"Yes," she replied. "I know it all."

The old maestro's eyes softened as they rested upon her, and when he spoke again, his queer husky voice was toned to a note of extraordinary sweetness.

"My dear pupil, if it had been possible, I would haf spared you this knowledge. It was wrong of Olga to tell you—above all"—his face creasing with anxiety as the ruling passion asserted itself irrepressibly—"to tell you on a day when you haf to sing!"

"I made her," answered Diana listlessly. She passed her hand wearily across her forehead. "Don't worry, Maestro, I shall be able to sing to-night."

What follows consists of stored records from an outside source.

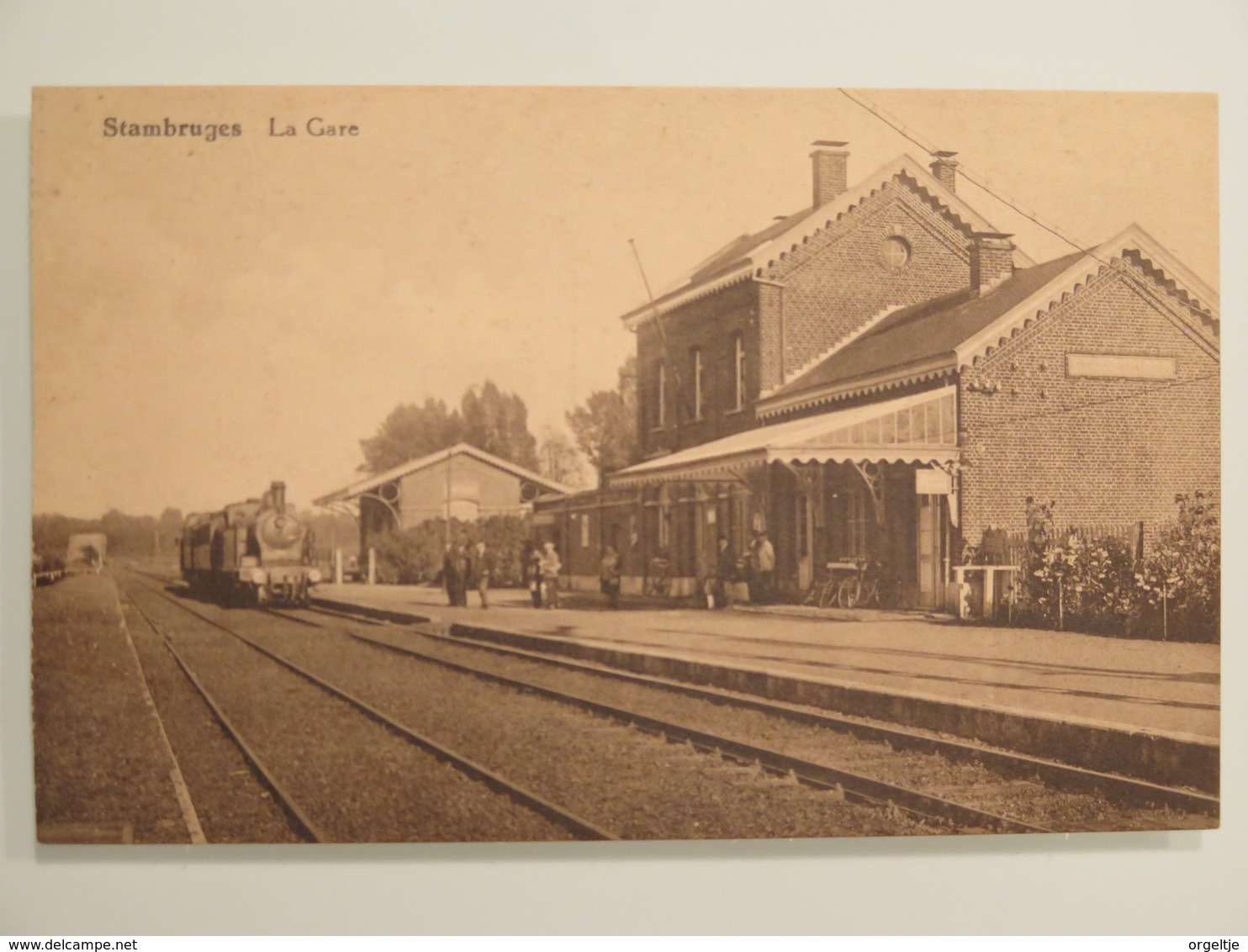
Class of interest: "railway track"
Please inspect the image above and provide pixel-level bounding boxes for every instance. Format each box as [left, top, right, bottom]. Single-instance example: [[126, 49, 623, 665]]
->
[[124, 573, 619, 842], [271, 609, 1073, 833], [283, 606, 1219, 833]]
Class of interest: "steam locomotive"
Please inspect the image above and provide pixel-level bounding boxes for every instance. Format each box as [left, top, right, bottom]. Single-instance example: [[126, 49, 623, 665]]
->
[[180, 483, 320, 606]]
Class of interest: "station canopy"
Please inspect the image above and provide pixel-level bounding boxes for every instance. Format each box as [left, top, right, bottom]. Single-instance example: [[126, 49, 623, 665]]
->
[[611, 385, 957, 487]]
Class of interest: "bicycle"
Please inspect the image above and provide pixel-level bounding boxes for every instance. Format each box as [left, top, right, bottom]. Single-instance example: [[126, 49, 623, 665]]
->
[[642, 555, 671, 598], [801, 562, 861, 608], [801, 575, 840, 608], [836, 562, 901, 609]]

"Tiens! But you are all to pieces, my child! You will drink a glass of champagne—now, at once," he insisted, adding persuasively as she shook her head, "To please me, is it not so?"

Diana's lips curved in a tired smile.

"Is champagne the cure for a heartache, then, Maestro?"

Baroni's eyes grew suddenly sad.

"Ah, my dear, only death—or a great love—can heal the wound that lies
in the heart," he answered gently. He paused, then resumed crisply:
"But, meanwhile, we haf to live—and prima donnas haf to sing.
So . . . the little glass of wine in my room, is it not?"

He tucked her arm within his, patting her hand paternally, and led her into his own sanctum, where he settled her comfortably in a big easy-chair beside the fire, and poured her out a glass of wine, watching her sip it with a glow of satisfaction in his eyes.